KOTA – Persatuan Guru Seluruh Indonesia (PGSI) Kota Pekalongan, mengusulkan adanya Upah Minimum Guru atau UMG bagi guru di seluruh Indonesia. Usulan itu disampaikan Ketua PGSI Kota Pekalongan, Eddy Setiono yang ditemui usai kegiatan Rembug Pendidikan yang digelar Dewan Pendidikan belum lama ini.

Menurutnya kondisi upah yang diterima guru saat ini, khususnya guru non PNS, sangat memprihatinkan. Banyak guru yang diberi upah hanya Rp 500 ribu per bulannya. “Bahkan ada yang hanya Rp 150 ribu per bulan. Ini sangat tidak layak sekali. Guru bisa menjadi orang paling miskin di dunia,” tuturnya.

Padahal menurut Eddy, sebagian besar guru merupakan lulusan sarjana. Mereka juga memiliki tugas mulia yakni turut membentuk karakter generasi bangsa. “Tapi melihat upah guru kami prihatin.
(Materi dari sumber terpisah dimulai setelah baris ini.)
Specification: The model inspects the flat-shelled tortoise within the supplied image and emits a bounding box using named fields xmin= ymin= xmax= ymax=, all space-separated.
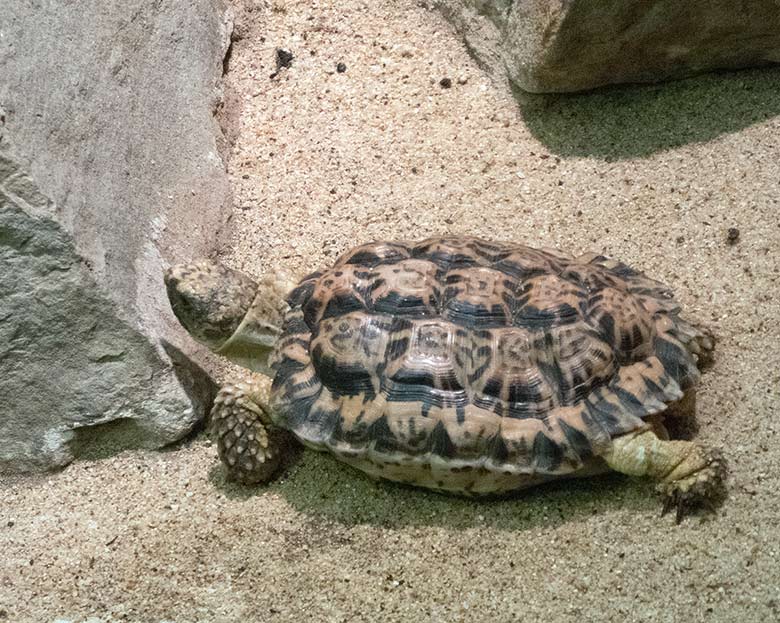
xmin=165 ymin=237 xmax=724 ymax=513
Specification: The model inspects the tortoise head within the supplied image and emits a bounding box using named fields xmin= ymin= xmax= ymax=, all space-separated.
xmin=165 ymin=260 xmax=290 ymax=374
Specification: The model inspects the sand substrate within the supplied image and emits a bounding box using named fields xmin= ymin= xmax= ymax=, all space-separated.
xmin=0 ymin=0 xmax=780 ymax=623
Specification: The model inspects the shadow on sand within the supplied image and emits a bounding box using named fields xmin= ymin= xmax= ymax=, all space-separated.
xmin=209 ymin=450 xmax=672 ymax=531
xmin=514 ymin=67 xmax=780 ymax=161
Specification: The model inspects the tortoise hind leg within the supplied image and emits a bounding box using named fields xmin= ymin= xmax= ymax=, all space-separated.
xmin=602 ymin=430 xmax=726 ymax=523
xmin=211 ymin=381 xmax=286 ymax=484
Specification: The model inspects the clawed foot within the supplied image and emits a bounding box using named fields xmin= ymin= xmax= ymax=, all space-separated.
xmin=658 ymin=446 xmax=726 ymax=524
xmin=211 ymin=384 xmax=286 ymax=484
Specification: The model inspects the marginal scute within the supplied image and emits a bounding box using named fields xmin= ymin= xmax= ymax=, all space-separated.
xmin=272 ymin=237 xmax=711 ymax=493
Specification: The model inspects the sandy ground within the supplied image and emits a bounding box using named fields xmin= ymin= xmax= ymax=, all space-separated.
xmin=0 ymin=0 xmax=780 ymax=623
Padahal di sektor pekerjaan swasta, sudah ada upah minimal meskipun mereka tidak semuanya lulusan sarjana. Sehingga kami juga menuntut agar adanya upah minimum guru. Sama dengan karyawan swasta,” ujarnya.



Menurut perhitungannya, guru memiliki kewajiban memenuhi jam mengajar yakni 24 jam. Sehingga setidaknya, guru bisa diberikan upah Rp 100 ribu per jamnya. “Minimal standar upah itu bisa diterapkan untuk guru non PNS dan guru swasta. Meskipun guru di sekolah swasta sudah diangkat sebagai guru yayasan, namun belum tentu yayasan bisa membayar jumlah itu. Sehingga kami harapkan ini bisa dibantu oleh negara,” katanya.

Smenetara itu, dalam kegiatan yang sama Sekretaris Persatuan Guru Republik Indonesia (PGRI) Kota Pekalongan, Bandoyo, menambahkan bahwa tugas dan posisi guru tidak bisa tergantikan. Tapi di Kota Pekalongan kondisinya memang memprihatinkan. Salah satunya terkait jumlah guru yang terus berkurang.